How to choose an owned vs. borrowed struct member

Rust newbie and generally a pointer newbie here, so please excuse if this is obvious.

I am trying to wrap my head around when to appropriately choose a owned vs. a borrowed struct member. Let's make this concrete. Suppose I have a struct like this:

pub struct Endpoint {
    pub uri: String,
    pub methods: Vec<String>, // e.g. "GET", "POST"
}
impl Endpoint {
    pub fn new(uri: String, methods: Vec<String>) -> Endpoint {
        Endpoint {
            uri: normalize_uri(uri),
            methods,
        }
    }
...

The struct may be instantiated from the command line, thus we don't know what the uri is at compile-time. However, when we instantiate it we normalize the uri with a normalize_uri function. I don't expect that the uri will be written to after this. For simpicity's sake, the normalize_uri function looks something like this:

fn normalize_uri(uri: String) -> String {
    let re = Regex::new(r"^/|/$").unwrap();
    re.replace_all(&uri, "").to_string()
}

replace_all returns Cow<'t, str>. As I said I'm not at all experienced in any of this, but I assume replace_all returns this "Cow" to give the caller flexibility as to whether the returned data is owned or borrowed.

So, now we have a endpoint struct that has a uri member that has to come in as an allocated String, which is passed to a function that calls another function that returns a Cow, which is then allocated again? by calling to_string(). This doesn't seem right to me, nor efficient. Though perhaps there is no extra allocation when to_string is called on a Cow<str>?

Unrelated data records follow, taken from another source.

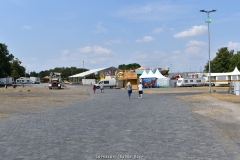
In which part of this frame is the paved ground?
[0,87,239,160]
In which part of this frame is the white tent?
[154,69,170,87]
[154,69,169,79]
[139,70,147,78]
[70,68,106,78]
[145,70,156,78]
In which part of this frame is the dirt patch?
[0,87,90,118]
[177,93,240,145]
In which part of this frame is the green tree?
[12,70,19,79]
[229,51,240,71]
[0,43,14,77]
[30,71,38,77]
[204,47,234,73]
[118,63,141,70]
[10,58,26,78]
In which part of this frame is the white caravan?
[95,78,116,89]
[177,78,205,87]
[0,77,14,85]
[30,77,40,84]
[16,77,32,84]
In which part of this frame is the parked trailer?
[177,78,205,87]
[48,72,64,89]
[95,78,116,89]
[30,77,40,84]
[16,77,32,84]
[0,77,14,86]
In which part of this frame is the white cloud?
[172,50,181,54]
[135,36,154,43]
[78,46,93,53]
[93,22,107,33]
[31,57,37,61]
[22,26,32,29]
[62,50,69,55]
[104,39,122,45]
[185,46,201,53]
[173,25,207,38]
[116,2,187,21]
[227,41,240,49]
[93,46,112,54]
[186,40,206,46]
[153,28,163,34]
[78,45,113,54]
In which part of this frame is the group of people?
[93,83,104,93]
[93,82,143,99]
[127,82,143,99]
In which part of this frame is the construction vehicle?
[48,72,65,89]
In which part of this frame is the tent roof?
[147,70,156,78]
[136,66,149,70]
[154,69,167,79]
[139,70,147,78]
[206,67,240,76]
[70,68,107,77]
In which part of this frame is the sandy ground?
[0,86,90,118]
[0,86,240,149]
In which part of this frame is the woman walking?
[93,85,97,93]
[138,82,143,99]
[127,82,132,99]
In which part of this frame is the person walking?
[138,82,143,99]
[127,82,132,99]
[100,82,104,93]
[93,85,97,93]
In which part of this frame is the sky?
[0,0,240,73]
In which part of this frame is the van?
[177,78,205,87]
[95,79,116,89]
[30,77,40,84]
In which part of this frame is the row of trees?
[0,43,240,80]
[118,63,141,70]
[0,43,25,79]
[204,47,240,73]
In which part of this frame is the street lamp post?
[83,61,84,72]
[200,10,217,93]
[25,66,27,78]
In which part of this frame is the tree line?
[204,47,240,73]
[0,43,240,80]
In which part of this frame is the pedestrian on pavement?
[93,85,97,93]
[127,82,132,99]
[100,82,104,93]
[138,82,143,99]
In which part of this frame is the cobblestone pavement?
[0,87,237,160]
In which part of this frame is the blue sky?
[0,0,240,72]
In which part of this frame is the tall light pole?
[200,9,217,93]
[83,61,84,72]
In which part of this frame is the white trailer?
[16,77,32,84]
[177,78,205,87]
[30,77,40,84]
[95,78,116,89]
[0,77,14,85]
[82,79,96,85]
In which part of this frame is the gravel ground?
[177,93,240,150]
[0,84,240,148]
[0,84,90,118]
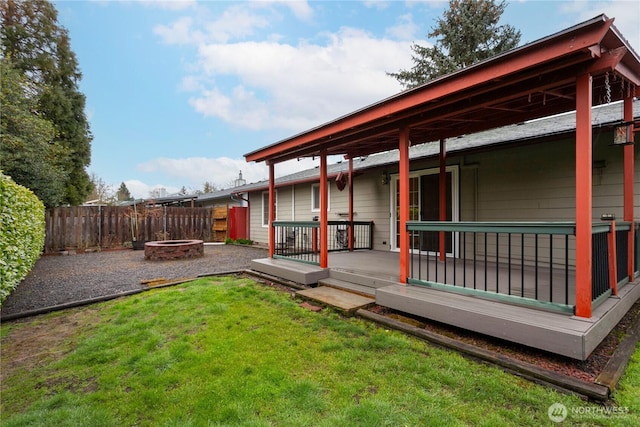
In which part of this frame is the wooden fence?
[44,206,225,253]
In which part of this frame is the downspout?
[438,138,447,262]
[623,93,635,282]
[320,149,329,268]
[267,161,276,258]
[347,156,356,252]
[398,126,410,283]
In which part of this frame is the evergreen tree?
[0,58,68,207]
[87,173,116,205]
[387,0,521,88]
[116,182,133,202]
[0,0,92,205]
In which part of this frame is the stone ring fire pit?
[144,240,204,261]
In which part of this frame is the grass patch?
[0,277,640,427]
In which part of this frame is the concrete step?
[296,286,376,313]
[329,268,399,294]
[318,277,376,297]
[251,258,329,285]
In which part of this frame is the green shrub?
[224,237,253,245]
[0,173,44,304]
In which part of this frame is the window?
[262,190,278,227]
[311,184,331,212]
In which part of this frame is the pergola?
[245,15,640,317]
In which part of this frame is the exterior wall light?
[613,122,633,145]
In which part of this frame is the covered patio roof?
[245,15,640,164]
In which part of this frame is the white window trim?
[311,183,331,212]
[260,190,278,228]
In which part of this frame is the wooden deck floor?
[252,251,640,360]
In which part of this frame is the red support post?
[623,96,635,282]
[320,150,329,268]
[607,221,618,295]
[398,127,409,283]
[576,74,593,318]
[268,162,276,258]
[438,138,447,262]
[347,156,356,252]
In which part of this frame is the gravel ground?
[2,245,268,316]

Now in this case, extra heap allocations (if there are indeed any) probably don't matter, because the grand majority of time and resources this program will spend will be in network IO, but regardless I am using this as a learning experience so I am curious about best-practices and idiomatic rust. TIA.

1 Like

In general, you should avoid references for anything that will live longer than a few function calls unless you have a specific reason otherwise (benchmark results, safety, etc.)— That tends to be the inflection point where the complexity of handling lifetimes becomes more trouble than it's worth.


In this case, it's the replace_all implementation that chooses: It won't go to the trouble of allocating a new String unless it actually finds something to replace (and maybe a few other situations). If you're don't to keep the result long-term, you can just use the Cow like an &str. If you want to store it for later, you'll usually want to convert it to a String.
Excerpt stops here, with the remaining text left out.